助けてくれた旅人も、まずは私に何が出来るかを聞いて、適正がありそうだし、その技術の知識を交換してくれるならいいわと手助けをしてくれた。だけど、今ならそれは私を安心させるための方便だとわかる。それだけ惜しみなく、事前に必要な事を整える手助けをしてくれたのだ。
感謝してもしきれない。
惜しむらくは、彼女の施しがどれだけの事だったか、それを知るのは旅立ってからだったことだろう。
そうして、この街から旅を始めたことが、私の運命を決定付ける。
本来なら出身地である中央大陸から周るはずだった。
だけど、せっかくだからとその回廊を渡ることにしたのだった。
そして回廊を抜けた反対側の大地。「離れの陸地」と呼んでいる大陸を廻りきってから、中央大陸へ戻ろうと決めた。

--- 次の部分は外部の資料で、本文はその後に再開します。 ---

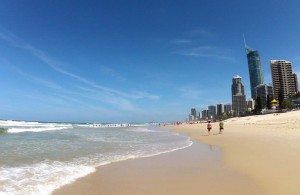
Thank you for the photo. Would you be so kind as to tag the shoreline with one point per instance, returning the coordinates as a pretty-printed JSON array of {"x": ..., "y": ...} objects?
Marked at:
[
  {"x": 257, "y": 155},
  {"x": 178, "y": 172},
  {"x": 265, "y": 148}
]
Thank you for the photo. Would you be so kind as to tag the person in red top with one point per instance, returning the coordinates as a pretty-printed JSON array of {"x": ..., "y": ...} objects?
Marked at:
[{"x": 208, "y": 127}]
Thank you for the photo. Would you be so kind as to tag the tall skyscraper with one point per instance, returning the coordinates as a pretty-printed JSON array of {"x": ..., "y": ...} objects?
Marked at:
[
  {"x": 264, "y": 92},
  {"x": 227, "y": 108},
  {"x": 283, "y": 79},
  {"x": 296, "y": 82},
  {"x": 211, "y": 111},
  {"x": 194, "y": 113},
  {"x": 238, "y": 95},
  {"x": 219, "y": 110},
  {"x": 250, "y": 104},
  {"x": 237, "y": 86},
  {"x": 255, "y": 69},
  {"x": 204, "y": 114}
]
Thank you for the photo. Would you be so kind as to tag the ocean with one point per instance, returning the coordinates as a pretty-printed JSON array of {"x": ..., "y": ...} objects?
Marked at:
[{"x": 37, "y": 158}]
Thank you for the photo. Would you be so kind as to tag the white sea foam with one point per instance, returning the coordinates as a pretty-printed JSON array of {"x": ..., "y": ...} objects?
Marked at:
[
  {"x": 35, "y": 129},
  {"x": 42, "y": 178},
  {"x": 23, "y": 126},
  {"x": 85, "y": 149}
]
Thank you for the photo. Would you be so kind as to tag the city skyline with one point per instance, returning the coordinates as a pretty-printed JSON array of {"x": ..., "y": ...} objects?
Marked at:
[{"x": 129, "y": 61}]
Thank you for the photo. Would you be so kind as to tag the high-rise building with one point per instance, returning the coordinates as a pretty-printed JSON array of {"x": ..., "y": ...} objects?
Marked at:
[
  {"x": 194, "y": 113},
  {"x": 237, "y": 86},
  {"x": 219, "y": 109},
  {"x": 255, "y": 69},
  {"x": 264, "y": 92},
  {"x": 250, "y": 104},
  {"x": 211, "y": 111},
  {"x": 227, "y": 108},
  {"x": 283, "y": 79},
  {"x": 204, "y": 114},
  {"x": 238, "y": 95},
  {"x": 296, "y": 82}
]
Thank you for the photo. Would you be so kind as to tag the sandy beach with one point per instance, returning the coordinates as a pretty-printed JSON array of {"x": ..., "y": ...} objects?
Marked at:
[{"x": 254, "y": 155}]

大した技術があるわけでもないので、始めた頃は移動するほどのお金も貯まらなかった。
一つ進んでは、また前の国に戻り、小銭を稼ぐなどして地道に基盤を固めていった。
八年目、遂に全ての国を訪れる。最後の「荒波の上の王国」へ踏み入れた。
まさか、この地で旅を諦めることになろうとは考えもしなかった。いや、行くべき道が突然閉ざされ見えなくなったのだ。
こうして思い返してみると、全てがこの地へ来るために仕組まれていたようにさえ思えてくる。私に出来ることなど他にないというのに。手に余る状況に、否が応にも引きずり込まれていくようで、不安にそっと身を震わせた。
震える肩を自分自身でそっと抱える。
まるで、自分の体ではないようだった。
その理由はと考えれば、彼に抱きしめられた光景が浮かんでいた。
あのときに、私は、一人で歩く旅を手放したのだ。
この先どうなるとしても、今この身は彼の腕の中にある。